Adiós 2011
En este año vi, como personas que quería muchísimo iban cambiando, y como personas que amaba con todo mi ser me iban despecionando. Escuche hablar mal de mì por parte de gente cercana y además gente que ni siquiera me conocen o conozco. Fui orgullosa, y quizas halla perdido mucho por eso, pero son errores que una persona tiene y debe corregir con el tiempo. Me lastimaron personas que jamás pensé que lo harían, y muchas de ellas me demostraron que no les importe nunca. Me pelee, grité, lloré, reí, todo esto inclusive en un mismo día. Me enteré de cosas que no tendría, fracasé en muchos proyectos y se me dieron otros. Terminé una etapa muy importante: la secundaria. Perdoné errores casi imperdonables, y quise sacar de mi vida personas que no debía ignorar. Hice cosas por mero impulso, y olvidé que lo mio es la reflexión. Pensé que moriría de dolor pero sigo viva. Oculté mis lágrimas entre sonrisas ahogadas para que no se preocuparan por mi. Aprendí que a veces hay que caer y golpearse las rodillas contra el suelo para aprender que cualquiera te puede fallar, y más aún, que fallar te hace quién sos. Aprendí que lo que hace a alguién bueno o malo no son solo sus acciones, sino lo que hace respecto a la vida.

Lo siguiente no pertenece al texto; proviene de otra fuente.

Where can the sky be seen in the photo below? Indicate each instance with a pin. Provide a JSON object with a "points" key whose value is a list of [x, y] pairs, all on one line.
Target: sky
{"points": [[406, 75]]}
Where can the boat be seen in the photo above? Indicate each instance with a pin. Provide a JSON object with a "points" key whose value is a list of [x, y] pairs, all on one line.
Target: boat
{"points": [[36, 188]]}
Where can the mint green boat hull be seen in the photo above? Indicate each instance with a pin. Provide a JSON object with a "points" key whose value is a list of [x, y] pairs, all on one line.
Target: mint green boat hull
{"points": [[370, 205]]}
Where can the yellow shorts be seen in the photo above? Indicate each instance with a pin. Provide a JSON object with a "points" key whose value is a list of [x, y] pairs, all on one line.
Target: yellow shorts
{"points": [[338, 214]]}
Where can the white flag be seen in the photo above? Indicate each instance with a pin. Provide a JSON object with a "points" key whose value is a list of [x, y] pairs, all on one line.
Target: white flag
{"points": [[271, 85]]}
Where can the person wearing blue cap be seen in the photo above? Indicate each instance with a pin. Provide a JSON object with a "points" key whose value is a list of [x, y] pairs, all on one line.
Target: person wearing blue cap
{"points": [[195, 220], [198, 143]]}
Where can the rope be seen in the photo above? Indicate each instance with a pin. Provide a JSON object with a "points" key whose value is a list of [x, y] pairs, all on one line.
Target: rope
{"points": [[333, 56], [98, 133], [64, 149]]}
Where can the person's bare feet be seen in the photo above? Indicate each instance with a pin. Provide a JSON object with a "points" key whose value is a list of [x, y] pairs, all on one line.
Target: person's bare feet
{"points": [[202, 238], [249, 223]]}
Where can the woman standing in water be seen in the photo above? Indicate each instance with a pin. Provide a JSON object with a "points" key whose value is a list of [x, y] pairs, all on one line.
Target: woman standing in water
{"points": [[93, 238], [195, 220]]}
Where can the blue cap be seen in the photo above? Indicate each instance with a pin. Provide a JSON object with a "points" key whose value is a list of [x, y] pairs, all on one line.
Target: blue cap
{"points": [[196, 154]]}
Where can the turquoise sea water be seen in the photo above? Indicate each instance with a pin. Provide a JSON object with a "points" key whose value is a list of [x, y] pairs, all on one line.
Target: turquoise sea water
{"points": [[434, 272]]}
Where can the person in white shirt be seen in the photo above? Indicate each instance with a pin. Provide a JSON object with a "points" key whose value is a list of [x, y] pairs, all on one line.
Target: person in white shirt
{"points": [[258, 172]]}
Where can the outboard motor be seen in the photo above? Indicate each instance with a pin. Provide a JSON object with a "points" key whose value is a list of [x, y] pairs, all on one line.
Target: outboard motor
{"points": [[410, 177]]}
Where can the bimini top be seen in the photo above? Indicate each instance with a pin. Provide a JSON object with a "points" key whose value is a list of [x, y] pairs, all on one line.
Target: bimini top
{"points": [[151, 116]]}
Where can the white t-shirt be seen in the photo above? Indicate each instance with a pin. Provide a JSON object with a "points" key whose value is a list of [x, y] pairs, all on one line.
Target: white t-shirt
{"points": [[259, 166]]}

Apendí que la amistad y el amor son solo palabras, fantasías, utopías, que solo te hacen extrañar más tu infancia, cuando el dolor de los golpes y raspaduras dolían menos que las heridas del corazón.
Así se me va el 2011, y con este año, se van muchas personas y recuerdos.
2012, te espero acá mismo, y no me voy a ocultar detrás de nadie ni nada esta vez.